We reported a range of findings that helped identify the longer-term changes in the way family violence was discussed and were able to estimate the main effects of the Royal Commission and subsequent policy initiatives. These changes, observable through the different public discourse datasets (news, Twitter, public inquiry submissions), were mapped against the government’s official outcome indicators. A number of diagrams and chart types were chosen to present the most salient findings. These choices matter, and working with large corpus natural language or text datasets meant that innovative techniques had to be used to convey findings concisely and dynamically.

A tree diagram was used to visualise five core thematic dimensions of family violence identified through analysis of the Royal Commission public submissions and policy reports, which were victims, perpetrators, causes and contexts, systems, and solutions. These dimensions served as a baseline and were used to compare changes to the public conversation thereafter.

Two standard graphs were used to quantify public discussion of family violence, and show change over time, against the five Royal Commission dimensions. This revealed alignment and divergence between public discourse and policy frameworks.

Two ribbon graphs (see Fig. 2.1) were used to represent and quantify the change in news media and Twitter topics, between 2014 and 2018, and the continuity and discontinuity of those topics. We drew out insights from this analysis. For example, in Twitter data, victim survivors and perpetrators are discussed more directly and pointedly, and victim survivors voice their own experiences, to a far greater extent than in news media and policy reports and inquiry submissions. At a high level, we showed that the public conversation changed in relation to the 2015 hearings of the Royal Commission and policy framing. Unlike Twitter, which consistently followed the hearings and amplified the issues it raised, news media reporting was much slower to change or respond to the Royal Commission. The news coverage only took off with the rise of the #MeToo movement in late 2018.

Fig. 2.1
A time series graph plots the volume of tweets from various categories from 2014 to 2018. Categories of the tweets are men's actions, culture, systems, law reform, advocacy, experiences, and policing.

Topic modelling analysis of Twitter topics related to family violence 2014–2018. Note: Ribbon graph adapted from data in “Community responses to family violence: Charting policy outcomes using novel data sources, text mining and topic modelling”. by A. McCosker, J. Farmer, and A. Soltani Panah, 2020, Swinburne University of Technology, p. 24, https://apo.org.au/sites/default/files/resource-files/2020-03/apo-nid278041.pdf. (Copyright 2020 by Swinburne University of Technology. Adapted with permission)

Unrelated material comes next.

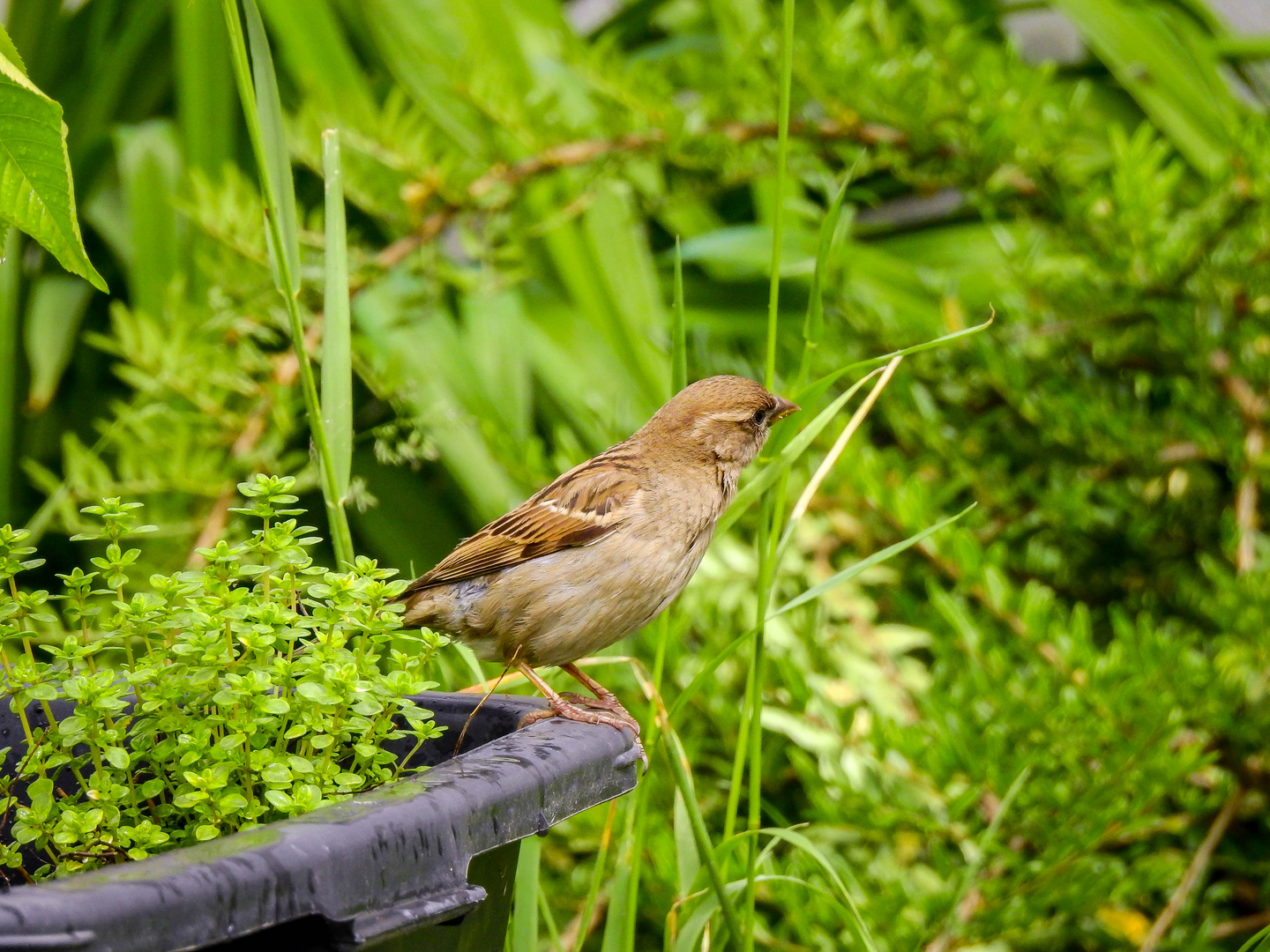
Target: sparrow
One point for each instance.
(603, 548)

A Twitter timeline graph identified key public events against peaks and troughs in Twitter activity (Fig. 2.2). This helped to discover when there was attention to key policy events and other influential public actions and controversies.

Fig. 2.2
A time series graph plots the volume of tweets over 12 months for the years 2015 and 2016. Peak points mark the events that address family violence.

Timeline and peaks of Twitter activity addressing family violence by year (2015 and 2016 represented). Note: Twitter timeline analysis graph adapted from data in “Community responses to family violence: Charting policy outcomes using novel data sources, text mining and topic modelling”. by A. McCosker, J. Farmer, and A. Soltani Panah, 2020, Swinburne University of Technology, p. 29, https://apo.org.au/sites/default/files/resource-files/2020-03/apo-nid278041.pdf. (Copyright 2020 by Swinburne University of Technology. Adapted with permission)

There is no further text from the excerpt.